Sulla strada verso Sud, mentre ci avvicinavamo al villaggio di Hernandez, ho visto un panorama fantastico. A est la luna sorgeva sopra nuvole distanti e cime innevate, a ovest il sole del tardo pomeriggio occhieggiava sopra un banco di nubi dirette a sud e illuminava di un bianco brillante le croci del cimitero della chiesa. Parcheggiata la giardinetta sul ciglio della strada, sono saltato fuori, ho racimolato le attrezzature mentre urlavo a Michel e a Cedric: "Passatemi questo, e quest'altro. Presto, santo cielo! Non abbiamo molto tempo!". Una volta montata la macchina fotografica e l'immagine composta e messa a fuoco, non riuscivo a trovare l'esposimetro Weston. Alle mie spalle il sole stava per scomparire dietro alle nuvole ed ero disperato. Improvvisamente mi sono ricordato che la luminanza della luna è di 250 candele per piede quadrato. Ho posto questo valore sulla Zona VII della scala di esposizione; con il filtro giallo Wratten G (n.15), l'esposizione era 1sec. a F32. Non avevo una lettura precisa dei valori delle ombre in primo piano. Dopo la prima esposizione ho velocemente rovesciato lo chassis della pellicola 8X10 per fare un duplicato del negativo: istintivamente sapevo di aver visualizzato una di quelle immagini importanti che sembrano le vittime predestinate di incidenti o di difetti fisici. Proprio quando ho tirato via la lastra, la luce del sole era scomparsa. Il momento magico era svanito per sempre. Sapevo che la foto era speciale già quando avevo aperto l'otturatore, ma non mi aspettavo quel successo decennale. Moonrise, Hernandez, New Mexico è la mia fotografia più nota, quella che mi ha portato più lettere e anche qui ripeto che non è assolutamente una doppia esposizione [il grassetto è nostro]. Nei primi anni in cui l'ho stampata, ho lasciato delle nuvole casuali nella parte alta del cielo, anche se avevo visualizzato il cielo in valori molto scuri e quasi senza nubi.

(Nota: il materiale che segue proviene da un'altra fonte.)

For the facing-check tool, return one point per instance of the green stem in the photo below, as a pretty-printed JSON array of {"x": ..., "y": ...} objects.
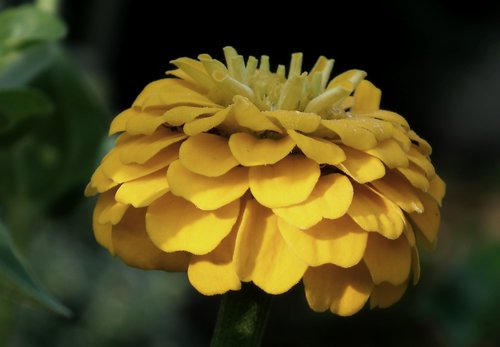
[
  {"x": 51, "y": 6},
  {"x": 242, "y": 317}
]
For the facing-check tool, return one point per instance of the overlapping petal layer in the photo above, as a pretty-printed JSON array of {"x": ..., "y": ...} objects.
[{"x": 239, "y": 174}]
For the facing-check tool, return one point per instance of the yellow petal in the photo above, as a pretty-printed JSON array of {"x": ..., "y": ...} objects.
[
  {"x": 388, "y": 116},
  {"x": 182, "y": 114},
  {"x": 170, "y": 92},
  {"x": 341, "y": 242},
  {"x": 360, "y": 166},
  {"x": 375, "y": 213},
  {"x": 387, "y": 294},
  {"x": 205, "y": 124},
  {"x": 366, "y": 98},
  {"x": 317, "y": 149},
  {"x": 195, "y": 70},
  {"x": 207, "y": 193},
  {"x": 215, "y": 273},
  {"x": 174, "y": 224},
  {"x": 421, "y": 161},
  {"x": 249, "y": 116},
  {"x": 397, "y": 189},
  {"x": 110, "y": 211},
  {"x": 134, "y": 247},
  {"x": 289, "y": 181},
  {"x": 102, "y": 232},
  {"x": 437, "y": 189},
  {"x": 382, "y": 130},
  {"x": 119, "y": 123},
  {"x": 252, "y": 151},
  {"x": 415, "y": 265},
  {"x": 145, "y": 122},
  {"x": 330, "y": 199},
  {"x": 295, "y": 120},
  {"x": 119, "y": 172},
  {"x": 400, "y": 135},
  {"x": 142, "y": 148},
  {"x": 416, "y": 176},
  {"x": 390, "y": 152},
  {"x": 261, "y": 255},
  {"x": 100, "y": 182},
  {"x": 207, "y": 154},
  {"x": 144, "y": 190},
  {"x": 388, "y": 260},
  {"x": 409, "y": 234},
  {"x": 90, "y": 190},
  {"x": 428, "y": 221},
  {"x": 342, "y": 291},
  {"x": 351, "y": 133},
  {"x": 422, "y": 145}
]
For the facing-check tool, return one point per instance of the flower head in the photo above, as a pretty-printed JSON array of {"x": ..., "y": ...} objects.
[{"x": 234, "y": 174}]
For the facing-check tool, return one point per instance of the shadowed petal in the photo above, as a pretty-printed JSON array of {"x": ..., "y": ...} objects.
[
  {"x": 397, "y": 189},
  {"x": 386, "y": 294},
  {"x": 388, "y": 260},
  {"x": 330, "y": 198},
  {"x": 252, "y": 151},
  {"x": 261, "y": 254},
  {"x": 428, "y": 221},
  {"x": 390, "y": 152},
  {"x": 373, "y": 212},
  {"x": 341, "y": 242},
  {"x": 215, "y": 273},
  {"x": 174, "y": 224},
  {"x": 366, "y": 98},
  {"x": 207, "y": 193},
  {"x": 207, "y": 154},
  {"x": 134, "y": 247},
  {"x": 361, "y": 166},
  {"x": 113, "y": 168},
  {"x": 317, "y": 149},
  {"x": 144, "y": 190},
  {"x": 288, "y": 182}
]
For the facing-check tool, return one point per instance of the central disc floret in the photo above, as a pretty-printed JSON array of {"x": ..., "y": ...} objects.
[{"x": 270, "y": 91}]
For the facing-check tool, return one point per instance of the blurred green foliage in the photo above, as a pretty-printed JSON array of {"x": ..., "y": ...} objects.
[
  {"x": 50, "y": 128},
  {"x": 52, "y": 125}
]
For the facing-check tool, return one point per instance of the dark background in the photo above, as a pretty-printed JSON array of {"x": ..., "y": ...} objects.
[{"x": 437, "y": 63}]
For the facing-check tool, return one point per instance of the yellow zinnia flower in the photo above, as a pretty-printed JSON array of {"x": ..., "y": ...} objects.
[{"x": 234, "y": 174}]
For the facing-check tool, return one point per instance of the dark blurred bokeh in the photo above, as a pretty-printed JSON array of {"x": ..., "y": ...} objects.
[{"x": 437, "y": 63}]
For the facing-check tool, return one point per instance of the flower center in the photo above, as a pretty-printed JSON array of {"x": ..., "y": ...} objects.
[{"x": 269, "y": 91}]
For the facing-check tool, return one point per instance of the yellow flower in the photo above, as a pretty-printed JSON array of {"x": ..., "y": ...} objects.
[{"x": 234, "y": 174}]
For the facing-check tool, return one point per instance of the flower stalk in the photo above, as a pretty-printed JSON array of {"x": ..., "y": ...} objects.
[{"x": 242, "y": 317}]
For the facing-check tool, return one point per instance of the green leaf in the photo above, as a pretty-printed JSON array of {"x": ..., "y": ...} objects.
[
  {"x": 16, "y": 281},
  {"x": 18, "y": 107},
  {"x": 76, "y": 129},
  {"x": 25, "y": 25},
  {"x": 19, "y": 67}
]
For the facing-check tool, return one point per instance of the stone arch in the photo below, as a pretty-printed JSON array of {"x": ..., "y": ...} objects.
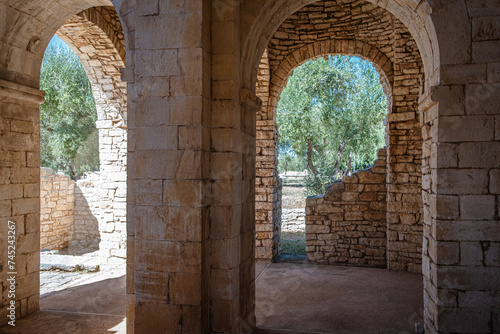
[
  {"x": 377, "y": 35},
  {"x": 379, "y": 60},
  {"x": 262, "y": 21},
  {"x": 97, "y": 38},
  {"x": 28, "y": 28},
  {"x": 268, "y": 185}
]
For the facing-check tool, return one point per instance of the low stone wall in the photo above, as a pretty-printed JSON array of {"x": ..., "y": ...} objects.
[
  {"x": 348, "y": 224},
  {"x": 293, "y": 220},
  {"x": 56, "y": 209},
  {"x": 87, "y": 206},
  {"x": 69, "y": 212}
]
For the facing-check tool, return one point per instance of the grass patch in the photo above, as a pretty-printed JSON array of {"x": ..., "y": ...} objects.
[{"x": 293, "y": 243}]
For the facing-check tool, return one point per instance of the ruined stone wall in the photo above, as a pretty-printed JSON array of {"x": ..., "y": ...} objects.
[
  {"x": 266, "y": 191},
  {"x": 57, "y": 202},
  {"x": 96, "y": 36},
  {"x": 347, "y": 225},
  {"x": 20, "y": 193},
  {"x": 368, "y": 31},
  {"x": 267, "y": 206},
  {"x": 87, "y": 212},
  {"x": 69, "y": 212}
]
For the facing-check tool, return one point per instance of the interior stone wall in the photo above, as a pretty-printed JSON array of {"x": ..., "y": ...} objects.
[
  {"x": 205, "y": 96},
  {"x": 370, "y": 32},
  {"x": 96, "y": 36},
  {"x": 348, "y": 224},
  {"x": 87, "y": 212},
  {"x": 57, "y": 210}
]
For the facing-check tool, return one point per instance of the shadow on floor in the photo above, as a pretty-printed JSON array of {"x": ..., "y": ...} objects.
[
  {"x": 291, "y": 298},
  {"x": 94, "y": 308},
  {"x": 307, "y": 298}
]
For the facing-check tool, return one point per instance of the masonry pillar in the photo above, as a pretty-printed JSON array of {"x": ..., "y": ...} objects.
[
  {"x": 169, "y": 166},
  {"x": 461, "y": 264},
  {"x": 232, "y": 229},
  {"x": 20, "y": 196}
]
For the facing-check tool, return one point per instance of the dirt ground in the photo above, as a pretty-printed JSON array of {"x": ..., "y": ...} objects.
[
  {"x": 293, "y": 243},
  {"x": 293, "y": 197}
]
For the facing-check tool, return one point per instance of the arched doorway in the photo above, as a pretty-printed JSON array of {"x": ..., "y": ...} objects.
[{"x": 22, "y": 51}]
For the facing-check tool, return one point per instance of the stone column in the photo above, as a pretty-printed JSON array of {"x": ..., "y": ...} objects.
[
  {"x": 169, "y": 166},
  {"x": 461, "y": 263},
  {"x": 232, "y": 175},
  {"x": 20, "y": 195}
]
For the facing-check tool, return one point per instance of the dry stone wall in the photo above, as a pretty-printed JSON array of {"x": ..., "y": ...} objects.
[
  {"x": 370, "y": 32},
  {"x": 69, "y": 212},
  {"x": 347, "y": 225},
  {"x": 96, "y": 36},
  {"x": 87, "y": 214},
  {"x": 57, "y": 204}
]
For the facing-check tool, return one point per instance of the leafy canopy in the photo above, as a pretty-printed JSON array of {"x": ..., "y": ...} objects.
[
  {"x": 69, "y": 139},
  {"x": 330, "y": 118}
]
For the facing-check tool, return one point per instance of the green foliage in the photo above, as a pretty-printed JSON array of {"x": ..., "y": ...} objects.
[
  {"x": 330, "y": 117},
  {"x": 69, "y": 139},
  {"x": 293, "y": 243}
]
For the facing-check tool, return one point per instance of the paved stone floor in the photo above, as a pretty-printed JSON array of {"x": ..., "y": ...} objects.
[
  {"x": 292, "y": 298},
  {"x": 306, "y": 298}
]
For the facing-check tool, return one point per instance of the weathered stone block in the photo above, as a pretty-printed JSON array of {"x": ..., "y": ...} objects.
[
  {"x": 477, "y": 207},
  {"x": 185, "y": 289}
]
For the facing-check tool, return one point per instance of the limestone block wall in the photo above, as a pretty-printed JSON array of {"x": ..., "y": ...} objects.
[
  {"x": 69, "y": 212},
  {"x": 347, "y": 225},
  {"x": 86, "y": 235},
  {"x": 330, "y": 27},
  {"x": 293, "y": 220},
  {"x": 96, "y": 36},
  {"x": 57, "y": 203},
  {"x": 20, "y": 194},
  {"x": 267, "y": 206}
]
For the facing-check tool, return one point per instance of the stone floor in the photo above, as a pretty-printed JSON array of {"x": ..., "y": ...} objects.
[
  {"x": 291, "y": 298},
  {"x": 306, "y": 298}
]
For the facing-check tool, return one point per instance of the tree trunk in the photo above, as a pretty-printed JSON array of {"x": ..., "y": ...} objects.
[{"x": 310, "y": 164}]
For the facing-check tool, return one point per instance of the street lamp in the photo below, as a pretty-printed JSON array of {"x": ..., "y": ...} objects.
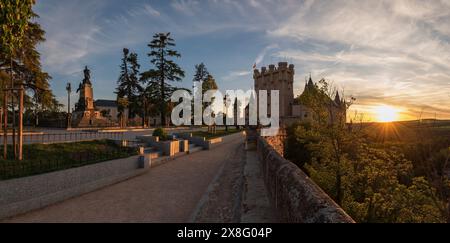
[{"x": 69, "y": 91}]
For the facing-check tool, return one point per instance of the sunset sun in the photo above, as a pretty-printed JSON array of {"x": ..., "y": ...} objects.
[{"x": 385, "y": 113}]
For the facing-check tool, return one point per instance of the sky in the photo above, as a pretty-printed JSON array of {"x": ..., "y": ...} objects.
[{"x": 383, "y": 53}]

Soltanto negli anni Settanta ho ottenuto una stampa pari alla visualizzazione originale che ricordo ancora vividamente.

Dunque il maestro afferma chiaramente che non si tratta di una doppia esposizione, ma di un'immagine scattata di giorno, o meglio al tramonto, con il sole alle spalle (che illumina le croci del cimitero e le nuvole) e la luna nel cielo, grazie all'ausilio di un filtro giallo scuro e di una stampa capace di rendere visibile il contrasto che Adams aveva "visualizzato".

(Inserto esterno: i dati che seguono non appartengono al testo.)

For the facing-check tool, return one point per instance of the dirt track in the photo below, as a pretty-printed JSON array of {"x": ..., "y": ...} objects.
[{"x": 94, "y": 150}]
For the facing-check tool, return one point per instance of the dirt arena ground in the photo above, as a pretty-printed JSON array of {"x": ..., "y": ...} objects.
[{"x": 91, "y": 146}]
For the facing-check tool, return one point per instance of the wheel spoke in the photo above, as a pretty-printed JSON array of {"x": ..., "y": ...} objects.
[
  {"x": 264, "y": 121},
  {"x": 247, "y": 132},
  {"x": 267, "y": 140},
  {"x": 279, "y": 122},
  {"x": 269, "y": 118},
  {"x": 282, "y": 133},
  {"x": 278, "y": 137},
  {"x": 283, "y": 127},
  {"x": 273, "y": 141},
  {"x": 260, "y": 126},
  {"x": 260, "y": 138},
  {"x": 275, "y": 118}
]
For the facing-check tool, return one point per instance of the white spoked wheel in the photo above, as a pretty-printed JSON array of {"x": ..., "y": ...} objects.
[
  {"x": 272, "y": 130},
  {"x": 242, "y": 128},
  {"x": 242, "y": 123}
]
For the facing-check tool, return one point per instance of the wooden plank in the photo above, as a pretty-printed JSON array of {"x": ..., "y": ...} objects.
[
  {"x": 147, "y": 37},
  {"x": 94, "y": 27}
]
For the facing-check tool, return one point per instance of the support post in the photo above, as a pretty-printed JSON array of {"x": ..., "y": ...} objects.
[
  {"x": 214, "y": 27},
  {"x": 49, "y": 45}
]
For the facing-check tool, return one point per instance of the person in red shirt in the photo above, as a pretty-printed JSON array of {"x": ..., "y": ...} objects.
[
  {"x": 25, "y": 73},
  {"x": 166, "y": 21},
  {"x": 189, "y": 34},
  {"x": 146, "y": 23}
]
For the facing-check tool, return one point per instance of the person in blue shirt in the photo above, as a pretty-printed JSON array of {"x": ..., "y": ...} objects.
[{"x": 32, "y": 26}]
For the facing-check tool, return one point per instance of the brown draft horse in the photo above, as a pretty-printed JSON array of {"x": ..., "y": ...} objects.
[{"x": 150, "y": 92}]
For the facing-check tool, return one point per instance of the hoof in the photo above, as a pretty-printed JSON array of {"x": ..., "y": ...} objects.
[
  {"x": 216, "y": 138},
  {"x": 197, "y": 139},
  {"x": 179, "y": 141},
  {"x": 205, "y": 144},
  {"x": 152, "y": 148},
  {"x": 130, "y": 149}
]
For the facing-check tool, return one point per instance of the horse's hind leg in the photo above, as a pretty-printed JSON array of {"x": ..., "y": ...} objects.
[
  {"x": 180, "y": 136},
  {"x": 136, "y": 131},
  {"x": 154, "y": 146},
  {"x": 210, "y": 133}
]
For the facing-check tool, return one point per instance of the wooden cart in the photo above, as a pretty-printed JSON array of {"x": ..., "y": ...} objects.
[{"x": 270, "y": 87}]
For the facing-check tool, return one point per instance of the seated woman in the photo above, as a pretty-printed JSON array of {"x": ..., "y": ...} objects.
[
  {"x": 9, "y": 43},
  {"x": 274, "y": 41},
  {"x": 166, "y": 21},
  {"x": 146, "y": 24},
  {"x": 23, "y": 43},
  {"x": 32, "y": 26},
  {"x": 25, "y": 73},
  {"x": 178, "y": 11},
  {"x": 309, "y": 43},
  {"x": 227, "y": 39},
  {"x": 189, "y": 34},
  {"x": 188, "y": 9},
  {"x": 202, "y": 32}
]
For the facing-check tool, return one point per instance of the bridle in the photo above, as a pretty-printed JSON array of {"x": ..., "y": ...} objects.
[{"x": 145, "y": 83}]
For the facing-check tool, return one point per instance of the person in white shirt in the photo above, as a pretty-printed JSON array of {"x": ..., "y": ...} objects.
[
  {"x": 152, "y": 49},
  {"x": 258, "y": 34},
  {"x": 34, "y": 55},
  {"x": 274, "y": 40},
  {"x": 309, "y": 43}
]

E qui passiamo alla seconda considerazione. Quando Adams parla di visualizzazione, non si riferisce ad un procedimento fisiologico, ma a un percorso mentale. L'immagine fotografica non è una riproduzione della realtà fenomenica (phàinomai, io appaio), ma la traduzione dello stato dell'animo che quella particolare realtà ha indotto nel fotografo.

Perché la mia provocatoria affermazione (che la foto di Adams potesse essere il frutto di una doppia esposizione) ha suscitato reazioni non dico indignate, ma stupite? Perché ancora non riusciamo (nessuno di noi riesce) a liberarci completamente di quel vecchio pregiudizio che considera la fotografia una semplice riproduzione del reale, incapace di esprimere concetti che non siano concetti concreti.

Non è così! Il linguaggio della fotografia non è il linguaggio della cronaca, ma il linguaggio della poesia, anzi - meglio - il linguaggio del sogno. La metafora, lo spostamento, la sostituzione (tipici procedimenti onirici) le appartengono in modo peculiare e la collocano di prepotenza nel mondo dell'immaginario. La morfologia della fiaba (Propp, 1928) è il metodo più adatto a descrivere ed analizzare il peculiare "respiro narrativo" di una fotografia (o di una sequenza di immagini).

E proprio per questo il fatto che Il sorgere della luna a Hernandez sia o non sia il risultato di una doppia esposizione riveste, alla fine, un'importanza del tutto trascurabile. La doppia esposizione, al pari della mascheratura in stampa, del raddrizzamento delle linee verticali o della stampa tone-line non è un "truccaccio" o peggio un inganno ai danni dello spettatore, ma una tecnica creativa il cui scopo è quello di tradurre sulla carta l'intimo sentire del fotografo, di comunicare a chi osserverà l'immagine non tanto l'esistenza di un certo soggetto in un certo tempo, quanto piuttosto le sensazioni, le emozioni e - perché no? - il turbamento interiore che quel soggetto hanno provocato in lui.